In quell'occasione l'assessore Giorgio De Matteis, oggi vice presidente del Consiglio Regione dell'Abruzzo, parlò addirittura di «avanguardia della regione» per rischio sismico.
«In Abruzzo», si legge nei comunicati stampa ufficiali dell'epoca, «abbiamo già iniziato una attività di prevenzione, di ricognizione e di valutazione del rischio sismico, che ci ha consentito ad essere all'avanguardia rispetto alle altre regioni».
Menomale…
E nei cassetti delle amministrazioni pubbliche c'è anche lo studio redatto nel 1998-99 dalla protezione civile sul rischio sismico del capoluogo o l'analisi condotta tra il 2003 e il 2005 da “Abruzzo Engineering” sulla vulnerabilità degli edifici pubblici. Lì i segnali d'allarme non mancavano. Anche lì era scritto tutto nero su bianco.
Il professor Gaetano De Luca consegnò al Comune, alla Provincia e alla Regione, tre studi che evidenziavano la base geologica del fattore di rischio e suggerivano interventi radicali per la messa in sicurezza degli edifici pubblici e di tutti gli immobili adibiti al ricovero di persone: ospedali, scuole, collegi.

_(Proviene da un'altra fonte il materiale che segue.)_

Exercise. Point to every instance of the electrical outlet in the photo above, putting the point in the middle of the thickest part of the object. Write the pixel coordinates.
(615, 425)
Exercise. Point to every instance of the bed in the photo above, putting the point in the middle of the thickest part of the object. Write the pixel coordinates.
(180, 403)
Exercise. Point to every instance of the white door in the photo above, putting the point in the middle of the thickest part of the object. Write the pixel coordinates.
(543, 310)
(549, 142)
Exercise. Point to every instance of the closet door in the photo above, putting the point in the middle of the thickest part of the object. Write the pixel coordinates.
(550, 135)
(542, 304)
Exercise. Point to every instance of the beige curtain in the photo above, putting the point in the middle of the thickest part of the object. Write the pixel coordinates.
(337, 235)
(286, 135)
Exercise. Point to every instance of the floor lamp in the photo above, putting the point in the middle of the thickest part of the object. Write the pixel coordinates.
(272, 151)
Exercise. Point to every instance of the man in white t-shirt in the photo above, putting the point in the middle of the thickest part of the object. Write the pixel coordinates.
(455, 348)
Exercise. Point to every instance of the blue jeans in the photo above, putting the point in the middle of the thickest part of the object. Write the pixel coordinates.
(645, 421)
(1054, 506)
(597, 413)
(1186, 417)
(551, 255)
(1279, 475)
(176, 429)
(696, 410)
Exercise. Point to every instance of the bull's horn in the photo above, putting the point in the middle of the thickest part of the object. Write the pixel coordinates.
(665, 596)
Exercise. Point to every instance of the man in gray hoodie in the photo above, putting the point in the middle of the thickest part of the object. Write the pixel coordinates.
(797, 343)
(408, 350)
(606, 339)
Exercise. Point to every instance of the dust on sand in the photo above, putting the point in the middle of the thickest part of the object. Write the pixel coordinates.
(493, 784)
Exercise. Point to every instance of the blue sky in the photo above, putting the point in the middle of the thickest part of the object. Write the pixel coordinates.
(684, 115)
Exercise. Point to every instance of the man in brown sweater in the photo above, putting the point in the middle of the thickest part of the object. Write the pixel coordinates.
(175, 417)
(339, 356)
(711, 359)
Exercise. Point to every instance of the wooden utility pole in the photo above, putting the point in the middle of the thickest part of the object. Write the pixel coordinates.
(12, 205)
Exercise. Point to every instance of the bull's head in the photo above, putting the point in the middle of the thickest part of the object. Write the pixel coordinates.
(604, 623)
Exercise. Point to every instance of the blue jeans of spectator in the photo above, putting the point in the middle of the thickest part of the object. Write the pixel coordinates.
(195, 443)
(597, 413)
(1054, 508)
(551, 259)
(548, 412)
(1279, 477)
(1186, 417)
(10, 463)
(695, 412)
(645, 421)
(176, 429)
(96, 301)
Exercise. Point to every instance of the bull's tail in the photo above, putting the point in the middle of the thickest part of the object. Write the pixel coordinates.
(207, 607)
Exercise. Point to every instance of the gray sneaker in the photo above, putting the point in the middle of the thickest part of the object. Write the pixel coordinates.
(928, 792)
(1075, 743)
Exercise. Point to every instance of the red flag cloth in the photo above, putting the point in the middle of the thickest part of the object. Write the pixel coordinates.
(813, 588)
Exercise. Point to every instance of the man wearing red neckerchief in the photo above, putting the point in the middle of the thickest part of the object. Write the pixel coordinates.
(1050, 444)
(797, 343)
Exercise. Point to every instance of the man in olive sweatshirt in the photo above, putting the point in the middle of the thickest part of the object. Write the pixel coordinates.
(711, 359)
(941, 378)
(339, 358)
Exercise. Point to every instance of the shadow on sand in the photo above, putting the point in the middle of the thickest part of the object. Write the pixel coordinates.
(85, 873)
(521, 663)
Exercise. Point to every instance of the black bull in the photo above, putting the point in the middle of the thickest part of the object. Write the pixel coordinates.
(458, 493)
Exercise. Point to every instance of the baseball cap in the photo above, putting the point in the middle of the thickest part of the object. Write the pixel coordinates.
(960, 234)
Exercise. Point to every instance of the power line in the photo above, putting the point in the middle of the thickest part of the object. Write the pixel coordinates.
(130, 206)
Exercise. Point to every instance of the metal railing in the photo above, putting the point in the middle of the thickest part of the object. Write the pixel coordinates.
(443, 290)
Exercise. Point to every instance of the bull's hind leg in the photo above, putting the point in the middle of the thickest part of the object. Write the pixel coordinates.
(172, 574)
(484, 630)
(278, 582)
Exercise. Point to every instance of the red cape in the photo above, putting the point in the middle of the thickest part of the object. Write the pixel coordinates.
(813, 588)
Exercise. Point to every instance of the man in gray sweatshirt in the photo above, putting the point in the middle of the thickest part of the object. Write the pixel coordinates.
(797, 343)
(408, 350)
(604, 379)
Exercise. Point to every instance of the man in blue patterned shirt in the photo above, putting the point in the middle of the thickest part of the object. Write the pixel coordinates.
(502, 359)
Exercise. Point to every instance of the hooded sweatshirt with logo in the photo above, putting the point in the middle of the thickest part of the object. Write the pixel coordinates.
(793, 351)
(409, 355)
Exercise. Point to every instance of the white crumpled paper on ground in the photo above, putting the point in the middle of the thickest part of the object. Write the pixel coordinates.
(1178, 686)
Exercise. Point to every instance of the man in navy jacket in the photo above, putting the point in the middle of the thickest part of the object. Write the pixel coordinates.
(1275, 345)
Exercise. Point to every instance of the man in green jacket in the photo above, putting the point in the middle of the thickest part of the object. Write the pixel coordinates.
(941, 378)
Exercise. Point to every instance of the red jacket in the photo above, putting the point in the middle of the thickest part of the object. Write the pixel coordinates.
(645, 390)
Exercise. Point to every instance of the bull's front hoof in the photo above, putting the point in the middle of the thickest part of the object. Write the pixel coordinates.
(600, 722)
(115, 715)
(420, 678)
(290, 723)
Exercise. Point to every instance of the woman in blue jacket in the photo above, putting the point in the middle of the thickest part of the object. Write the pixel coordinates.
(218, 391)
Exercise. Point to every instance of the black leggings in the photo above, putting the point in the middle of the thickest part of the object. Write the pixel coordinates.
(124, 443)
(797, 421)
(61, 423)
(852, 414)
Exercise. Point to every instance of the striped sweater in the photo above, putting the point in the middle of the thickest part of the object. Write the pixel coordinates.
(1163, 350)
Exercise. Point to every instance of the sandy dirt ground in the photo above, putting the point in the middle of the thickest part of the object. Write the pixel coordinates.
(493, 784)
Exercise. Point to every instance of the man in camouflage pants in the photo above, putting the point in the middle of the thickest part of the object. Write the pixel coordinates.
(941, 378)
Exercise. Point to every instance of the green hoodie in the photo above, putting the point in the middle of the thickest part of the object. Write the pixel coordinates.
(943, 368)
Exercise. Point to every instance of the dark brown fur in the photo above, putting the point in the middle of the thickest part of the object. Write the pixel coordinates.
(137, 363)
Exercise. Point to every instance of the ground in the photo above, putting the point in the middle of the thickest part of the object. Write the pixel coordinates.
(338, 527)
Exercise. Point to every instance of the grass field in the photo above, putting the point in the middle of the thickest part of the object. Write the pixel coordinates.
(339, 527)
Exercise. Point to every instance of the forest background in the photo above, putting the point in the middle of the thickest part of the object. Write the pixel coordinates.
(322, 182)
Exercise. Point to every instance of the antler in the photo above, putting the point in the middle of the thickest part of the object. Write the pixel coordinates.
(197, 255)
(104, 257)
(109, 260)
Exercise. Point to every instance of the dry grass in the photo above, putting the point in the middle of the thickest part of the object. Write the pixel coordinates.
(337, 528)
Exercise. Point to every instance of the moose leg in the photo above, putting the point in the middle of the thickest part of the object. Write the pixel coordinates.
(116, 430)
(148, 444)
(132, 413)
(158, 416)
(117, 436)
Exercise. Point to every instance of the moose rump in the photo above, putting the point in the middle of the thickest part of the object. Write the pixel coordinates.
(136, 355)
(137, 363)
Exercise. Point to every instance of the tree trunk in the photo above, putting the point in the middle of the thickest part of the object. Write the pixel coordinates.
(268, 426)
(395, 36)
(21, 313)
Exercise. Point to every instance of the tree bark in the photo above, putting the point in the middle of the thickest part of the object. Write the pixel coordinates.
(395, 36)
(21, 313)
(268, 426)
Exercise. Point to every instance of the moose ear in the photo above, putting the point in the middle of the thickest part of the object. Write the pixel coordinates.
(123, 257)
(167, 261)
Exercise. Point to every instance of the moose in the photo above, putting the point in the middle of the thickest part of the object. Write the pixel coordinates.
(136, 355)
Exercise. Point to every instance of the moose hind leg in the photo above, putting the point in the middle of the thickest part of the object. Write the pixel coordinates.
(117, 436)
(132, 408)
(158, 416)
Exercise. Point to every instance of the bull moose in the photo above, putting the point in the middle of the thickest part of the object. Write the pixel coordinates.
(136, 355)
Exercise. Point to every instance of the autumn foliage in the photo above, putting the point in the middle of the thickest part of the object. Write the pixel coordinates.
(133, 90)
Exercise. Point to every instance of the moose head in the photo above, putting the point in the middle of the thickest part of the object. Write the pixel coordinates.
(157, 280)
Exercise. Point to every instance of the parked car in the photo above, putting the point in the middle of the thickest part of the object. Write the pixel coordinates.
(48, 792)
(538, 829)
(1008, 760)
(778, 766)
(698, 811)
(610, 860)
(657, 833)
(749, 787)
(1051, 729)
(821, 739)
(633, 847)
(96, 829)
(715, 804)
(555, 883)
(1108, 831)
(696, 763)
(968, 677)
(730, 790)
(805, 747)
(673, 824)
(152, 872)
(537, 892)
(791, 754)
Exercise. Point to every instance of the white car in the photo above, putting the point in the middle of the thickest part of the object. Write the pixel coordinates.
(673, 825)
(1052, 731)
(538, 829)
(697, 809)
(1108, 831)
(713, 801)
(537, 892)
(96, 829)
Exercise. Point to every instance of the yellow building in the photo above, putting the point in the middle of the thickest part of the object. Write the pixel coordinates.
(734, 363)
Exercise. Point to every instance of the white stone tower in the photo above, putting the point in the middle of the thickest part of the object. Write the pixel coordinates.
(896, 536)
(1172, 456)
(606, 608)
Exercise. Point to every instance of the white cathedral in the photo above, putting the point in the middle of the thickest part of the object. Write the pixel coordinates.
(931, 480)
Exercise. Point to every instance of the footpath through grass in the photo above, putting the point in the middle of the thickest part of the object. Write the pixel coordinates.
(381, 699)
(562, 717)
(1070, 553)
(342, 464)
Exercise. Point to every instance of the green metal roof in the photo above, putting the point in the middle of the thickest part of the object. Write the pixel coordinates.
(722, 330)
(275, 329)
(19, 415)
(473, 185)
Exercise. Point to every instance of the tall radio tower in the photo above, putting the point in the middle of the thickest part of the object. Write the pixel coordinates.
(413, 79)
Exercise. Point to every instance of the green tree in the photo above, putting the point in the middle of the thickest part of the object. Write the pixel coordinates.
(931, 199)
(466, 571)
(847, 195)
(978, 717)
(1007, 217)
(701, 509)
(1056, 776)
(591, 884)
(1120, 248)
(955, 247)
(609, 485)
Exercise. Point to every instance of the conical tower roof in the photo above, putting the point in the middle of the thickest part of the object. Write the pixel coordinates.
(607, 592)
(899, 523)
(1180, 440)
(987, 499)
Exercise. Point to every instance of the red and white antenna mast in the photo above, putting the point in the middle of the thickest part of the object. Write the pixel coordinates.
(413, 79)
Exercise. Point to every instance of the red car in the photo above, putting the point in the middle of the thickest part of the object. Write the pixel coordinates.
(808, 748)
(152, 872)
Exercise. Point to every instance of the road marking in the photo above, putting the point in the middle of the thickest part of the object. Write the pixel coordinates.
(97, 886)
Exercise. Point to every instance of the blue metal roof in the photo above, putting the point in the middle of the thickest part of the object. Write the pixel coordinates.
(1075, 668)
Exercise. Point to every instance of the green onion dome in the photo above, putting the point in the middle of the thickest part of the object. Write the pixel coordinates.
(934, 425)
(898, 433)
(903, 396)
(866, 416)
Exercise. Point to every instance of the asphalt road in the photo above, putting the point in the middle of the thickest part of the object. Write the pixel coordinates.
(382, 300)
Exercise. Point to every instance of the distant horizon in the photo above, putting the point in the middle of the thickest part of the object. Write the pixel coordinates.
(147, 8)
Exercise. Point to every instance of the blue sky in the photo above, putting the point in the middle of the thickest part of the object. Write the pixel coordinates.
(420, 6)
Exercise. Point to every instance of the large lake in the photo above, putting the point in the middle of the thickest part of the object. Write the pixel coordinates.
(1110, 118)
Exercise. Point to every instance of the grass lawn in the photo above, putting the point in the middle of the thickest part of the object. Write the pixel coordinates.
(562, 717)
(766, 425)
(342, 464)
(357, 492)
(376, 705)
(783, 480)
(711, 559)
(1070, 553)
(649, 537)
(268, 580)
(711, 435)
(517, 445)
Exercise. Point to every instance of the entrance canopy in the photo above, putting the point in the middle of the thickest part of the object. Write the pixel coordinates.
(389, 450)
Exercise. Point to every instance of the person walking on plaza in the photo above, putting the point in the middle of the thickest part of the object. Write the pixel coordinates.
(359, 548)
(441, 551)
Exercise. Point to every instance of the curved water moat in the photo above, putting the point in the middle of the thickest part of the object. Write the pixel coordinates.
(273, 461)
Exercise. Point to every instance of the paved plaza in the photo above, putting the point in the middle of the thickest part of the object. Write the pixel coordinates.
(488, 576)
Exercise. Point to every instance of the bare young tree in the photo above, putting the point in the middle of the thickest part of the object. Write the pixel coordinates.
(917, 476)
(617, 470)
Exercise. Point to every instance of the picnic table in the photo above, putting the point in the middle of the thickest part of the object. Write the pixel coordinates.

A quanto pare solo la Provincia si allarmò ma poi la volontà di correre ai ripari venne stoppata dalla mancanza di soldi che sarebbero dovuti arrivare dalla Regione.
Il 17 aprile del 2008, più o meno un anno prima del sisma, si parlò del pericolo di un terremoto anche all'Università dell'Aquila, che oggi conta circa 25 mila studenti senza aule e senza alloggi.
A quell'incontro partecipò Gaetano De Luca (quello che aveva scritto la relazione che allertava Comune, Provincia e Regione), e Giampaolo Giuliani, il tecnico oggi al centro di polemiche per i suoi sistemi di rilevamento delle scosse.
Tutti ne parlavano, tutti sapevano.
I soldi pure sono arrivati e documenti certificano che interventi sono stati effettuati. Allora perché la catastrofe di oggi?